In The Breakfast Club, the question is raised explicitly of what happens the next school day following their bonding session: will they be friends? In The Faculty, one of the film’s final moments brings us back down to Earth: despite the seismic social shifts among the group in question, we see a mirror image of the incident in which Casey, in the beginning of the film, was slammed crotch-first into a pole. Again, change seems more cyclical than progressive.
Fittingly, it’s the “new girl” Marybeth who introduces productive discord to the world of The Faculty, with a Scream-like twist: she’s actually the body-snatcher type alien who has begun taking over the school faculty and students. In a speech near the end of the film, Marybeth tells Casey she can fix the school’s social broken dynamics: “the jock can be smart, the ugly duckling beautiful, and the class wuss doesn’t have to live in terror.” The alien is full of utopian promises, as body snatchers usually are.

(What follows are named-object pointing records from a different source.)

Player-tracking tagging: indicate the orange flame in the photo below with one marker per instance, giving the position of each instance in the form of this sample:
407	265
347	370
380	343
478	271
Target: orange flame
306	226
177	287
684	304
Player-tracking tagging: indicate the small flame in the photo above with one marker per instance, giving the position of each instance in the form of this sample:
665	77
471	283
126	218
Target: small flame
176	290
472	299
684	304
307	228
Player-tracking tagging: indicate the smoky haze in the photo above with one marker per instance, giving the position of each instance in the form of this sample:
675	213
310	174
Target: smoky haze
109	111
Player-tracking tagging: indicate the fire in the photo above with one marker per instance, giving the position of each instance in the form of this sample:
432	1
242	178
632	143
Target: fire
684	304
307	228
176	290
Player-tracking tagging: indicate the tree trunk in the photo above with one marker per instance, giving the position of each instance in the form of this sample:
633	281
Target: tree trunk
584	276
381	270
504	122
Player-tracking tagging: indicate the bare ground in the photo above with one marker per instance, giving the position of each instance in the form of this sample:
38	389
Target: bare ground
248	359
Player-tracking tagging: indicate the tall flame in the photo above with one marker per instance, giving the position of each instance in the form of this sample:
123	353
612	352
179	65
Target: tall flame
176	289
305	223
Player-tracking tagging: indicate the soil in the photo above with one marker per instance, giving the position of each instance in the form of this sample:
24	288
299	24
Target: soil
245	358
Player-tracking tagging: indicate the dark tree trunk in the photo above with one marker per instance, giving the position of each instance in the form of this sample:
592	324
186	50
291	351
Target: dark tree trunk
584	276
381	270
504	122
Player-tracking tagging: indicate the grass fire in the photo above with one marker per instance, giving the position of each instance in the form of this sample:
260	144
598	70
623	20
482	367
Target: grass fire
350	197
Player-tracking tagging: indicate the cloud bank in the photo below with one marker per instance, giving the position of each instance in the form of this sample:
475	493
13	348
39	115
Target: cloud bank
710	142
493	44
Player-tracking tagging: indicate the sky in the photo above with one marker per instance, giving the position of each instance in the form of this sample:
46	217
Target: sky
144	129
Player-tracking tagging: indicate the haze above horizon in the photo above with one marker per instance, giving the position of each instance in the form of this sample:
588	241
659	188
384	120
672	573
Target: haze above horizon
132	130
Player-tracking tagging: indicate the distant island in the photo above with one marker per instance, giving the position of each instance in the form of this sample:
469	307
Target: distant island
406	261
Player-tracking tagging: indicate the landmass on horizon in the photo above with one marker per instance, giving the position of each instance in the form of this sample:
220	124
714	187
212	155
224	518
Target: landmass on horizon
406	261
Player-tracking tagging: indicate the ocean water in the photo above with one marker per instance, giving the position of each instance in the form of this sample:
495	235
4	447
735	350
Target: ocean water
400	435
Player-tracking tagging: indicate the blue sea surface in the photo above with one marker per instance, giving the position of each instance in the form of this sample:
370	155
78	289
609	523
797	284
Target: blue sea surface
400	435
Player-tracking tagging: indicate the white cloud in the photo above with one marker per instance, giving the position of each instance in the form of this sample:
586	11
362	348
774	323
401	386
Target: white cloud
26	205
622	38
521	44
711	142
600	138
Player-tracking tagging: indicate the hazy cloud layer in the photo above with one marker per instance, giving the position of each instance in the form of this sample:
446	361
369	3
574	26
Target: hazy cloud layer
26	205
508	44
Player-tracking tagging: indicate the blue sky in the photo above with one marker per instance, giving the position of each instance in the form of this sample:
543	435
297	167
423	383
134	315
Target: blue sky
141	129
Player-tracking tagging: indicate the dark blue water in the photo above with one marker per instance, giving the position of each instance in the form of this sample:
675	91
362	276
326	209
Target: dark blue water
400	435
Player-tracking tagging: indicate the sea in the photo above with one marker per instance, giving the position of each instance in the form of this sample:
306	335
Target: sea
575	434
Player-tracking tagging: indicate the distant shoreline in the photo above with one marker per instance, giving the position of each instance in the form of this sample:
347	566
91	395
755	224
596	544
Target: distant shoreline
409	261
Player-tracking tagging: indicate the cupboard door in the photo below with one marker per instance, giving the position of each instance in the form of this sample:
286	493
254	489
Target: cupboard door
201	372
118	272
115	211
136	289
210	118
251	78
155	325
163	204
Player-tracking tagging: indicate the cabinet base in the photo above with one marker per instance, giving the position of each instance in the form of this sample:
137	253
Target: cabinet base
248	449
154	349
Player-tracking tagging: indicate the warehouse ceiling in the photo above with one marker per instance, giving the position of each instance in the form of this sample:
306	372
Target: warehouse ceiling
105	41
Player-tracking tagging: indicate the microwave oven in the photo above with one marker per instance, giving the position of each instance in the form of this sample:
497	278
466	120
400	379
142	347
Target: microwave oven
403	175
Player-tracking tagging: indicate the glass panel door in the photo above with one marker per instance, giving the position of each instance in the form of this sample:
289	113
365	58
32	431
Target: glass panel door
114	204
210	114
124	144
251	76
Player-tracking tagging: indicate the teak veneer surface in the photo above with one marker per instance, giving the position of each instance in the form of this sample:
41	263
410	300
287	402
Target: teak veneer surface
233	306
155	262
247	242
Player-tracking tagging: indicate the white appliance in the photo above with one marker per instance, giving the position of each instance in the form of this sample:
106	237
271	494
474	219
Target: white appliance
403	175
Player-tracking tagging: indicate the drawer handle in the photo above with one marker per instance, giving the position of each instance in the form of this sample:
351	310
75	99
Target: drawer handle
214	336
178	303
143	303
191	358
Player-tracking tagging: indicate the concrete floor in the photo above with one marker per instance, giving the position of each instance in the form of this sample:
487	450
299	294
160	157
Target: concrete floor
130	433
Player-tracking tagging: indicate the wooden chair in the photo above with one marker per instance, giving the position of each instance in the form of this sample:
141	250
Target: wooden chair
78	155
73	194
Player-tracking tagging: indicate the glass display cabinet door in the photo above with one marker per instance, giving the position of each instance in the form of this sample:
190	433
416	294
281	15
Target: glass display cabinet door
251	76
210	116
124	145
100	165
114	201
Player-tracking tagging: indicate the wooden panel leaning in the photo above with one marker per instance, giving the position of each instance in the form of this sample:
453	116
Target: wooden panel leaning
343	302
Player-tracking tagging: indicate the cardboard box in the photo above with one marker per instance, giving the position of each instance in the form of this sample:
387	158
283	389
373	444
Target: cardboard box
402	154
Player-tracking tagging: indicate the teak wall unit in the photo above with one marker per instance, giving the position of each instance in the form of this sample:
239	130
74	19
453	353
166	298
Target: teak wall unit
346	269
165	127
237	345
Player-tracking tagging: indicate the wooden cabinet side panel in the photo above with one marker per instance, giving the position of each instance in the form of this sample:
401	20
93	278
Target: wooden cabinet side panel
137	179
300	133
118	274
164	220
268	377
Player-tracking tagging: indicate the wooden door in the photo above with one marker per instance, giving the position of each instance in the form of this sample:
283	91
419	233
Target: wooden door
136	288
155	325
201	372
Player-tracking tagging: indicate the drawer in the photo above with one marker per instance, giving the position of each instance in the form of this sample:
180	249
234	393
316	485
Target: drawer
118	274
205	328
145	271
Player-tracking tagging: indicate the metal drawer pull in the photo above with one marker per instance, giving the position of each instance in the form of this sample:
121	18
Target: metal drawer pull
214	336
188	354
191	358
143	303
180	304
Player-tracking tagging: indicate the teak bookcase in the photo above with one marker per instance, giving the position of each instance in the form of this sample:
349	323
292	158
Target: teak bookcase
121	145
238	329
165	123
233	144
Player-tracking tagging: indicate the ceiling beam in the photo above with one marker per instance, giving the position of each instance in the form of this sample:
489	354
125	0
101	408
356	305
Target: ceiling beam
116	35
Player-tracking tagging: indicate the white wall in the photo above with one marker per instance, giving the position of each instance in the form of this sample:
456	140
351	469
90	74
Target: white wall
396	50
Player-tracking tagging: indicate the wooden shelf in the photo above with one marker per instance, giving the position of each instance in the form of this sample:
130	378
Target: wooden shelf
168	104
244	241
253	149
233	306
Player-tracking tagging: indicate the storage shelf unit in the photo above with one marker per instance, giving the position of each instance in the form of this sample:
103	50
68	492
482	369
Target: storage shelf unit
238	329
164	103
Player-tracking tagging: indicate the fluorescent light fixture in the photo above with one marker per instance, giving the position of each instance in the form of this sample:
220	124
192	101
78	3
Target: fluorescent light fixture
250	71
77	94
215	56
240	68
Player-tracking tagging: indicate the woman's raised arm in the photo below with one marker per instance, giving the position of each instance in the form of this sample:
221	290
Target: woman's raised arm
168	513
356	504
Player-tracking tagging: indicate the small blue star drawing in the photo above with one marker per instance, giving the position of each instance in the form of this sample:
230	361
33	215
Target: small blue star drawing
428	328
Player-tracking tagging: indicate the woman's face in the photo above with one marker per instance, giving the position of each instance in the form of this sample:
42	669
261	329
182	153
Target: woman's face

In perhaps the best iteration of the body snatcher story, the 1978 film Invasion of the Body Snatchers, Leonard Nimoy tells Donald Sutherland not to “be trapped by old concepts” as he prepares to assimilate Sutherland “into an untroubled world, free of anxiety, fear, hate” (no actor in history has ever made a better pod-person than Leonard Nimoy; somehow he’s both deeply chilling and very enticing). Little wonder that Williamson’s Faculty script draws on similarities between teen movies and body-snatching movies: the unified promise of a world free of the complications of human psychology, or at least free of the ways that humans tend to cling together in tight-knit, violently exclusive groups.
Ironically, Williamson apparently passed up the chance to direct The Faculty in order to direct Teaching Mrs. Tingle, a teen movie awash in the genre’s worst excesses with little of the spark of Scream or The Faculty. Like The Faculty, the monster in Teaching Mrs. Tingle is a member of the school faculty bent on destroying the future of an overachieving heroine; it’s a different kind of attempted identity destruction. There is little choice but to stick together; the faculty is always out to get the students.